I have tried though to launch a i386 virtual machine, and I might hit a feature.
Specifically,
$ lxc image list ubuntu:bionic/i386
+---------------+--------------+--------+--------------------------------------------+--------------+-----------------+----------+------------------------------+
| ALIAS | FINGERPRINT | PUBLIC | DESCRIPTION | ARCHITECTURE | TYPE | SIZE | UPLOAD DATE |
+---------------+--------------+--------+--------------------------------------------+--------------+-----------------+----------+------------------------------+
| i386 (5 more) | 6b11d9656e44 | yes | ubuntu 18.04 LTS i386 (release) (20200107) | i686 | CONTAINER | 180.09MB | Jan 7, 2020 at 12:00am (UTC) |
+---------------+--------------+--------+--------------------------------------------+--------------+-----------------+----------+------------------------------+
| i386 (5 more) | ffb876ca48fb | yes | ubuntu 18.04 LTS i386 (release) (20200107) | i686 | VIRTUAL-MACHINE | 318.13MB | Jan 7, 2020 at 12:00am (UTC) |
+---------------+--------------+--------+--------------------------------------------+--------------+-----------------+----------+------------------------------+
Ok, the name ubuntu:bionic/i386 is not a single image, but it the name for both the container image and the VM image.
Which means that the image cannot be found, while in fact I assume that lxc image info expects to result in a single image, not two of them.
$ lxc image info ubuntu:bionic/i386
Error: The requested image couldn't be found
lxc image info as a --vm option though. Still, it does not filter the two results into a single result.
$ lxc image info --vm ubuntu:bionic/i386
Error: The requested image couldn't be found
I got the profile from @stgraber’s announcement. :-).
My eventual hope for GUI-VM support would be something what exists with Chrome OS / Crostini, which runs Linux containers managed by LXD within their own VM. The solution includes virtual GPU support, passing sound out of the container, solution for mounting files and external drivers. Also, GUI apps with “.desktop” files get surfaced in the host’s launcher and will launch the VM to run the app if needed.
They narrowed their scope of integration work by focusing primarily on one VM running one container with GUI integration.
Most likely the cloud-init data in the profile did not get processed somehow, therefore the Ubuntu account did not probably get created. LXD does not parse the cloud-init data but sends them directly to the container/VM.
I could not distinguish an issue from the lxc profile show vm output.

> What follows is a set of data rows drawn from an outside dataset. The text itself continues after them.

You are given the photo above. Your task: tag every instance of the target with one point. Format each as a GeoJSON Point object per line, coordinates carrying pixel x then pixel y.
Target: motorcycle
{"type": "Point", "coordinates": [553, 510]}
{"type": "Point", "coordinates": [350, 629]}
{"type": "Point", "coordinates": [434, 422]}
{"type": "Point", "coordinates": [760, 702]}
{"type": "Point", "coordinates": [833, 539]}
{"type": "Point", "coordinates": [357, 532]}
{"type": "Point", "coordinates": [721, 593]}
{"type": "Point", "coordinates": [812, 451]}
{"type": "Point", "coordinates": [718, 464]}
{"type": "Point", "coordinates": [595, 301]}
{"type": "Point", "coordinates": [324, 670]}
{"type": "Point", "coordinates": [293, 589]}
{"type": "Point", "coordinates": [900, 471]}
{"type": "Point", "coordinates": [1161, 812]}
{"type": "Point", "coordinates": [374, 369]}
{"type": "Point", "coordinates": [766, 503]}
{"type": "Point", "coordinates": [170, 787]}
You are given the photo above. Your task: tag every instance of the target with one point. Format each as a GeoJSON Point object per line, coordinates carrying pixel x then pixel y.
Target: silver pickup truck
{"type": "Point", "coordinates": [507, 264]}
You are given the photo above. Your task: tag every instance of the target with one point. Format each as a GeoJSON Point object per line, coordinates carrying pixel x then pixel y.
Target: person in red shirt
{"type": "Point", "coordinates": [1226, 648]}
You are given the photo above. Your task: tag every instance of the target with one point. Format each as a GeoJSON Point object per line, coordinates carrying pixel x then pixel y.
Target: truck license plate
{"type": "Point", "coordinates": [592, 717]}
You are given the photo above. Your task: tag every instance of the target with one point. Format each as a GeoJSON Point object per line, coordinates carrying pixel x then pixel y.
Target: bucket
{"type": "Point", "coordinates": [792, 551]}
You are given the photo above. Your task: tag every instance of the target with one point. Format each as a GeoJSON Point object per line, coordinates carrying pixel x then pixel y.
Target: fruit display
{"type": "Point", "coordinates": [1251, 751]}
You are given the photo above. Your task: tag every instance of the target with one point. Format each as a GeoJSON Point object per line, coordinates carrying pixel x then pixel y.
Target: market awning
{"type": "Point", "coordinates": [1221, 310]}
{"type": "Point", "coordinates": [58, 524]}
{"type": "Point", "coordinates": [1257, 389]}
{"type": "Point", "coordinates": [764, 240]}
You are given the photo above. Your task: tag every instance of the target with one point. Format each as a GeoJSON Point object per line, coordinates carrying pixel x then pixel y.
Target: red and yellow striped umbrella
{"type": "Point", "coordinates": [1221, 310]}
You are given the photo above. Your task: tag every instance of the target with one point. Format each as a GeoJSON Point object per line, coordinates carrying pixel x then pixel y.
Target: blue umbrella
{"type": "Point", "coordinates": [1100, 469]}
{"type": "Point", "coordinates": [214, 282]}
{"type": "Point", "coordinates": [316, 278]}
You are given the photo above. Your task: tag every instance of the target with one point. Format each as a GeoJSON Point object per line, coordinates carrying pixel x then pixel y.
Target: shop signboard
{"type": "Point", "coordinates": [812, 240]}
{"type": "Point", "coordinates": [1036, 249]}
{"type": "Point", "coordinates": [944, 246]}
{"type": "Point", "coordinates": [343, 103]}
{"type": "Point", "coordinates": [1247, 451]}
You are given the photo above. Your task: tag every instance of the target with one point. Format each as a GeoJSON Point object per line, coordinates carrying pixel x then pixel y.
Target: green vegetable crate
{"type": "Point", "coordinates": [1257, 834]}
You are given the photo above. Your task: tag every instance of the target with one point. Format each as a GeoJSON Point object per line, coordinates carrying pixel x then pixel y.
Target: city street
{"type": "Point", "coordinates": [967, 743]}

Your Youtube video shows that the cloud-init configuration was not applied in the container. lxc console should show some additional output during network initialization, that looks similar to
[ OK ] Started Network Service.
Starting Network Name Resolution...
Starting Wait for Network to be Configured...
[ OK ] Started Network Name Resolution.
[ OK ] Reached target Network.
[ OK ] Reached target Host and Network Name Lookups.
[ OK ] Started Wait for Network to be Configured.
Starting Initial cloud-init job (metadata service crawler)...
[ 7.138458] cloud-init[666]: Cloud-init v. 19.4-33-gbb4131a2-0ubuntu1~18.04.1 running 'init' at Wed, 05 Feb 2020 17:52:53 +0000. Up 7.03 seconds.
[ 7.141724] cloud-init[666]: ci-info: ++++++++++++++++++++++++++++++++++++++Net device info++++++++++++++++++++++++++++++++++++++
[ 7.143822] cloud-init[666]: ci-info: +--------+------+----------------------------+---------------+--------+-------------------+
[ 7.148156] cloud-init[666]: ci-info: | Device | Up | Address | Mask | Scope | Hw-Address |
[ 7.152140] cloud-init[666]: ci-info: +--------+------+----------------------------+---------------+--------+-------------------+
There is a #cloud-config missing, which is essential. I added it myself in my test, but still it did not work.
You do not set a static IPv4 address, which means that the VM would not finish booting up until it timed out for the DHCP lease. Hence, no cloud-init until it got an IP address (which could not get). I set an IPv4 address with your profile, but still the VM did not get an IPv4 address (hence, not ubuntu account is created).
I tried again (LXD 3.20) with my VM profile and it worked for me.
I cannot figure out what is wrong with your profile.